Burnout prevention: Coffee vs Physical Activity Breaks
Coffee may creep you towards burnout. By giving you such a strong disposition to work, you may push yourself past your healthy limit. Since coffee provides a sense of alertness, you might not even realize that you're burning the candle at both ends, making it likely to go up in flames without even noticing the smoke around you.
Frequent physical activity breaks, on the other hand, are natural energy boosters, stress relievers and creativity enhancers. This means you're able to work more, but remain sensitive to your body's fatigue gauge. Frequent breaks, especially if there's a little movement involved, are shown to help reduce stress and feelings of being overwhelmed.
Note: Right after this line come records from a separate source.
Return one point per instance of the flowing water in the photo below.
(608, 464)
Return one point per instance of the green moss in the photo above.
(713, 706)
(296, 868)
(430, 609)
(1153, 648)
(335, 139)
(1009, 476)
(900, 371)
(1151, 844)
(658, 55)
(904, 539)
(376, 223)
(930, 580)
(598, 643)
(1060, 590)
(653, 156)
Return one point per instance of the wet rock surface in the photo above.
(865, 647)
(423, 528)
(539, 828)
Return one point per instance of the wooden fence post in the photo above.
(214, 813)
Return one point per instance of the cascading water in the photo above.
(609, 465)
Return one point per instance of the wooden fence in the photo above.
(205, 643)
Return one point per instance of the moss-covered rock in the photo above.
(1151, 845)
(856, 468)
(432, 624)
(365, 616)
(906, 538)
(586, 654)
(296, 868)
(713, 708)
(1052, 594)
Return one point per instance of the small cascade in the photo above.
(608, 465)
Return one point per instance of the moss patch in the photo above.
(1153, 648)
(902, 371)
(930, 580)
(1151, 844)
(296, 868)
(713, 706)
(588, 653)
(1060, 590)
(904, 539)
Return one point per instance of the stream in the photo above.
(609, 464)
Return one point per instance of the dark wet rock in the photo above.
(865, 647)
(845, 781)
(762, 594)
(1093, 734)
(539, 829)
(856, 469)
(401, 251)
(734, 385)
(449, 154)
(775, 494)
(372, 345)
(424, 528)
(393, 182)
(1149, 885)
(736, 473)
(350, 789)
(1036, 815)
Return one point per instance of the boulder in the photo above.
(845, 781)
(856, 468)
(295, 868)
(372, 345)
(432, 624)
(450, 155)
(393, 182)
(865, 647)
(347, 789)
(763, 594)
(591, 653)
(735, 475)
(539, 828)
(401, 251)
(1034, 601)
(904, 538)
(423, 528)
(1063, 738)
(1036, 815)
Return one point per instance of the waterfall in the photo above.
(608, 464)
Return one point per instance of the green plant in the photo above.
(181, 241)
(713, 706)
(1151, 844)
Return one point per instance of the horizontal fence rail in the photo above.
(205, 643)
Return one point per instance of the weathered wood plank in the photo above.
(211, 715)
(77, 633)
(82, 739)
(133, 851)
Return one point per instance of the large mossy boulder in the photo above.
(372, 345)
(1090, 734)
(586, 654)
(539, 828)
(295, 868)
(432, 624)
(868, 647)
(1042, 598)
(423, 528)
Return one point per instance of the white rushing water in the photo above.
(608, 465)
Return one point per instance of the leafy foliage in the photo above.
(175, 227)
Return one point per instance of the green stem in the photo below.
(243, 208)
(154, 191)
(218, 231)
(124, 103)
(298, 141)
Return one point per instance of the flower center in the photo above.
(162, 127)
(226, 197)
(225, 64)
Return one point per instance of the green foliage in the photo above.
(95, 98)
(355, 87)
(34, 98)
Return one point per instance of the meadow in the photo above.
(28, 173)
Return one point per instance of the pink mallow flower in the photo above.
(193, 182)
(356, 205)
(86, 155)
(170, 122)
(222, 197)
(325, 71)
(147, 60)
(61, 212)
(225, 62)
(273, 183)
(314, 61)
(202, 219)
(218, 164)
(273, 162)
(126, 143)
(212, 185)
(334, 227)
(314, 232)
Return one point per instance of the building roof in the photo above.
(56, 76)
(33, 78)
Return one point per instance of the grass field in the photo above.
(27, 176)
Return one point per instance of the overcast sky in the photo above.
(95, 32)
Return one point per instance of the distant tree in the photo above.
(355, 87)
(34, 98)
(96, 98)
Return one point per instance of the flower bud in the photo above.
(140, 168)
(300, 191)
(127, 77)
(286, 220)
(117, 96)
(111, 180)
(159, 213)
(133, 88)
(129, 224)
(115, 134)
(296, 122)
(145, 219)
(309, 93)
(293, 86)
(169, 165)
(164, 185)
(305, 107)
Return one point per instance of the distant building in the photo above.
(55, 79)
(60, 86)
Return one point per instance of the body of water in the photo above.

This means they're an effective tonic in the never-ending fight against burnout.
Drop the Coffee?
We’re not suggesting that you boot coffee or your fave caffeinated drink to the curb. That is almost a certain way to have your behavior change fall flat. Like you, we want success for your well-being. That applies to you and anyone else seeking to wake up the exercise way.
The idea is to balance out your energy-boosting requirements by adding frequent physical activity breaks to the mix. In some cases, try replacing a cup of coffee with a 1-minute physical activity break. See how you feel over the course of a week. In the afternoon, try and get rid of coffee entirely and replace it with movement breaks. This will help keep you productive while avoiding sacrificing crucial sleep quality to cross a few more items off the to-do list.